February was a very dry and hot month; this is somewhat unusual as we normally receive a few showers throughout the month. Towards the end of the month we did receive a couple of afternoon thunderstorms to relieve us from the heat.
The majority of resident species have moved out west to the short grass plains around Sabora, so these areas have been a main focus for our guides due to the high concentration of animals.
Lions: A total of 123 sightings seen this month.
The Butamtam Pride has had the arrival of three new cubs which are being seen along Chui Drainage. This area continues to a popular denning site for the females as it provides them with some great cover as well as plenty of water in the area.
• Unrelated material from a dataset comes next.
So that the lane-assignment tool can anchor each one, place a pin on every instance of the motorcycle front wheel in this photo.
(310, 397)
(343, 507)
The pride has been seen taking several buffaloes throughout the month which is somewhat unusual for our lions as they tend to prey on zebra, topi and wildebeest. The reason for this is that the majority of our resident plains game has moved out west leaving little for them to prey on in the central region, thus forcing them to take on buffalo as a food source, and doing so successfully.
The Nyasarori Pride has also had three new cubs, which were seen for the first time this month. They were estimated to be two to three weeks old, so the area was zoned as “no-go” to give the cubs the best chance of survival. We will start viewing them once they reach about three months.
The West Pride is moving along the Raho drainage, between Sabora and Balanities camps. With the abundance of plains game in the area, they do not have to move far for food.
Cheetah: What a great month for cheetah sightings! We had a total of 46 sightings.
Towards the beginning of the month Jimmy and his guests came across a female and her three tiny cubs, that were only about two weeks old. Again the area was zoned to allow them the best chance of making it. Then in the last week of the month we came across them again, all still looking cute and cuddly but still too young to view, but I did manage to get these shots of them.
During this time another of our guides, Francis, came across another female with two cubs of a similar age. It is so wonderful to see that the cheetah population is in such a great state at the moment.
Several different males have been seen across the concession, which have also been seen hunting and making kills numerous times. Their main prey species has been Thompson’s gazelles. On two occasions they were seen taking young warthogs.
Leopards: The Mkombre female and her youngster are still the stars of our leopard show. They are seen almost daily, and provide such memorable moments for many of our safari guests.
They are spending more and more time apart, and we feel it will not be long before they go on their own ways permanently.
Tulia and her cubs continue to been seen. The area they cover is well wooded so spotting them can be quite challenging.
The young male pictured above left is looking strong and healthy. Our resident males are seen but due to the area they cover it makes it quite difficult to locate them
Elephants: The majority of breeding herds have moved onto the Grumeti River area for permanent water but, with us receiving some rain late in the month, they have been seen more increasingly away from the river.